CRFsuite - CRF Benchmark test

Introduction

This page describes benchmark results of different implementations and algorithms of CRFs.

Implementations for the benchmark

This is the list of CRF implementations used for the experiments.

Experimental settings

The experiments use the training and test sets of CoNLL 2000 chunking shared task. We employ the common feature set for different CRF implementations; state (unigram) and transition (bigram) features are generated from the training and test sets by applying the feature template bundled in CRF++. For CRFsuite, FlexCRF, and MALLET, the state observations (attributes) are generated by script programs (see the tutorial for more information). The training data contains 8936 sentences (sequences), 338,574 attributes, and 22 labels. The test data contains 2012 sentences.

All of the experiments were run on CentOS (with gcc 3.4.6), Dual core Xeon 3.0GHz x 2 processors, 64GB main memory.

Training speed

In general, it is difficult to compare different implementations in terms of training speed since the implementations may produce different numbers of features, use different algorithms for updating feature weights, and finish training processes in different criteria (e.g., convergence criterion of L-BFGS/SGD). In addition, we need to check whether CRF models obtained from different implementations perform the similar accuracy on the test data. For this reason, this benchmark reports various aspects of the implementations.

Training speed (for one iteration)

Figure 1 shows seconds elapsed for one L-BFGS/SGD iteration. Although it depends on implementations what has done in one iteration (e.g., computing forward-backward scores, observation/model expectations of features, Viterbi probabilities, and updates of feature weights), these figures assess the fundamental speed of implementations in training CRFs. The training speed is also affected by the number of features (or strategy of feature generation) used in training. Therefore, Figure 1 presents two groups of implementations: CRFsuite with sparse features, MALLET, and FlexCRF that generate 450,000-600,000 features; and CRFsuite with dense features, sgd, and CRF++ that generate ca. 7,500,000 features.

Training time

Figure 1. Training time

In summary, CRFsuite is 2.2 times faster than sgd, 5.3 times faster than CRF++, 31.6 times faster than MALLET, and 56.4 times faster than FlexCRFs on training. L-BFGS and SGD implemented in CRFsuite are roughly comparable in terms of the computational costs for updating feature weights in one iteration. However, this does not mean that L-BFGS and SGD are equally fast; as we will see, SGD improves the log-likelihood of the model more drastically than L-BFGS does in one iteration. In other words, SGD approaches to the optimal weights in less iterations than L-BFGS.
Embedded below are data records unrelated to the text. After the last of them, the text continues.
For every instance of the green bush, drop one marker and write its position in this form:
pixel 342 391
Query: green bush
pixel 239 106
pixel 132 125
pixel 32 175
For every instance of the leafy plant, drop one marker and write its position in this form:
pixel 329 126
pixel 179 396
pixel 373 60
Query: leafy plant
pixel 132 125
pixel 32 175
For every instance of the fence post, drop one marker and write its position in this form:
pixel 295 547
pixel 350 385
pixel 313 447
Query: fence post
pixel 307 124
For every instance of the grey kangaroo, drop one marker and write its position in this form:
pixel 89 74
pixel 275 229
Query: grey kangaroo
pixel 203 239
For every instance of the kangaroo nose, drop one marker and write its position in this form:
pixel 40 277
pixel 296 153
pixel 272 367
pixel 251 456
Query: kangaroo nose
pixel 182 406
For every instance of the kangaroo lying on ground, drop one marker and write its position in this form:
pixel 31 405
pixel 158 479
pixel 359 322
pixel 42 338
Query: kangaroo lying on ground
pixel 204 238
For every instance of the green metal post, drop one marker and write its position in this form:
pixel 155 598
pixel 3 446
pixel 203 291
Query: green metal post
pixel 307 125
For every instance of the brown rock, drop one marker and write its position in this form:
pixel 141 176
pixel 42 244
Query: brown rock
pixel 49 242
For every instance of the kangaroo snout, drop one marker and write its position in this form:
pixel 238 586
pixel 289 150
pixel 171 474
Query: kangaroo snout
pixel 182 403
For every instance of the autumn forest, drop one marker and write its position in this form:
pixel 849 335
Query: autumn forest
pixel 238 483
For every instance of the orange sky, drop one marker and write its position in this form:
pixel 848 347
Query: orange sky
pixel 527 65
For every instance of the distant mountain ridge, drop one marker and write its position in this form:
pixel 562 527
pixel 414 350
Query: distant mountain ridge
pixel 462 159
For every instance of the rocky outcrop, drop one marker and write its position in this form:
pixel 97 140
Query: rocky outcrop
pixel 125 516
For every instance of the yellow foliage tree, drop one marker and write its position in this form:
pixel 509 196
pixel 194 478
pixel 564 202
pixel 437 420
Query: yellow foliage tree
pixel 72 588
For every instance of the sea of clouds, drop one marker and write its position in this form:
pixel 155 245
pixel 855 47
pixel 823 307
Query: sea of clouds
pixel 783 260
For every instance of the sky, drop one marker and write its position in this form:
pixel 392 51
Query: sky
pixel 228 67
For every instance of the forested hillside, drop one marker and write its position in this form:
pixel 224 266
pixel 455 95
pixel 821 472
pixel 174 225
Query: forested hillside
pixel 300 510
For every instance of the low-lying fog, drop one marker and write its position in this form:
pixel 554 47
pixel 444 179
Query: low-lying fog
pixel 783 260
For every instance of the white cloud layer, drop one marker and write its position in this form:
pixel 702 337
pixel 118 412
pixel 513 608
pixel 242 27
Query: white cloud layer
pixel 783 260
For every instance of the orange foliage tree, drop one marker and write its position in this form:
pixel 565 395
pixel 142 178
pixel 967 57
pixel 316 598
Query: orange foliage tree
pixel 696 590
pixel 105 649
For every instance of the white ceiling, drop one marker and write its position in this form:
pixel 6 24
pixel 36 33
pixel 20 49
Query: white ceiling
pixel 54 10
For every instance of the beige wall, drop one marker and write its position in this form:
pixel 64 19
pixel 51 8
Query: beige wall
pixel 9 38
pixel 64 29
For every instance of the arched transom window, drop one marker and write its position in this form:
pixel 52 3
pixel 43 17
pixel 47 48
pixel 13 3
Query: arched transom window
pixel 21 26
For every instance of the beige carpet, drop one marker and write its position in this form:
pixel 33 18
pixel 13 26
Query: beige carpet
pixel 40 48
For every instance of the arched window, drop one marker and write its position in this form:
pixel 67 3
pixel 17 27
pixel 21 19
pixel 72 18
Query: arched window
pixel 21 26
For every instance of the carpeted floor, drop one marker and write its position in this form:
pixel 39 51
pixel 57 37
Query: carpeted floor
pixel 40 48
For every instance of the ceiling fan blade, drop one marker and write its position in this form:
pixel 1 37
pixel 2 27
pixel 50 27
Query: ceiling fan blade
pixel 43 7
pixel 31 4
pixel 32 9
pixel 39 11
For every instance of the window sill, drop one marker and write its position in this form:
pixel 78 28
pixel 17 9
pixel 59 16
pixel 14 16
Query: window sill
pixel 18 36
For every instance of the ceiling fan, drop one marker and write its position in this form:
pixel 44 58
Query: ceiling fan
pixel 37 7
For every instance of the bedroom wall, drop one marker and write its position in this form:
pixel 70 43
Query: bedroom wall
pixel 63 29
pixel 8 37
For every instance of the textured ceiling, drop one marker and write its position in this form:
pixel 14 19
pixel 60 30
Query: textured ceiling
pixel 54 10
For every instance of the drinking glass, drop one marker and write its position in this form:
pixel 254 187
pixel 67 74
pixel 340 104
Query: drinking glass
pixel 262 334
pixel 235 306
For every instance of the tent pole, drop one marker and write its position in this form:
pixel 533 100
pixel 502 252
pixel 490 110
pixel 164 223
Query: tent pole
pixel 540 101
Focussing more on the comparison of L-BFGS and SGD in CRFsuite, we notice that L-BFGS is slightly faster than SGD with less features while L-BFGS is slower with more features. This is because the computational costs of L-BFGS and SGD are O(adn + bk) and O(cdn), respectively. Here:

  • d is the average number of features that are relevant to an instance
  • n is the number of instances
  • k is the number of features
  • a is the constant factor for computing gradients of an instance
  • b is the constant factor in which L-BFGS updates feature weights in one iteration
  • c is the constant factor in which SGD updates feature weights for an instance

Usually, a < c; thus, L-BFGS may run faster than SGD while the number of features (k) is small.

Training speed (full results)

Table 1 reports the full result of the experiment. All implementations roughly achieve the similar performance in terms of accuracy. SGD implementations stop after 100 iterations since sgd 1.3 has no functionality to test the convergence of log-likelihood. In general, SGD appears to be more efficient than L-BFGS.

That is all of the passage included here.